Custom search is extremely simple to understand. Input something that you are looking to find in the HTML code of pages and Screaming Frog will flag all pages with it on, as well as telling you how many instances there are on the page. You can carry out a number of different custom searches in one crawl, with the different things you search for appearing in different columns of your Screaming Frog export.
What is Screaming Frog Custom Extraction?
Custom extraction is a little more complicated to understand, but once you grasp the basics it’s very easy to make use of. Like custom searches, custom extractions look through the HTML of a page for specific elements. However, rather than looking for a specified piece of text or code, a custom extraction finds what is wrapped up in certain code elements (CSSPath, XPath and regex). For example, it could return what’s in H2 tags, or in a paragraph element on-site. You can look either for inner HTML code of an element, or for specific text. There are also additional functionalities, which you won’t need to know for this post but can read about here.
Use Case 1: Find Instances of Specific Text on Your Site With Custom Search
Maybe you ran an offer last year which has expired.
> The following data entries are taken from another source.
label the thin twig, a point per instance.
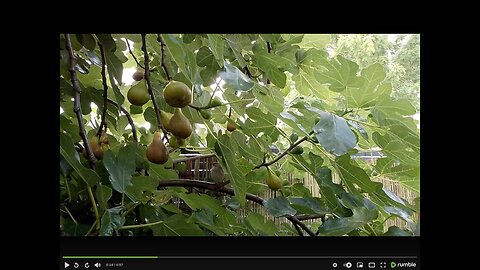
(76, 102)
(300, 233)
(192, 158)
(150, 89)
(133, 55)
(103, 123)
(226, 190)
(306, 217)
(129, 118)
(269, 50)
(162, 46)
(284, 152)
Maybe your phone number has changed since you built the site, or maybe you want to change the way you refer to your brand. Custom search is perfect to identify pages containing specific text strings, in order to identify where you need to make changes. Just select “Custom” > “Search” under “Configuration”, then add the text you’re after. Once you crawl the URLs, the instances where it’s found for will show up in the “custom search” tab for each page.
Two other quick uses for this:
- Link Disavowal: Review pages which link to your site by searching for elicit words or those associated with spam in their source code. This way you avoid clicking any dodgy links.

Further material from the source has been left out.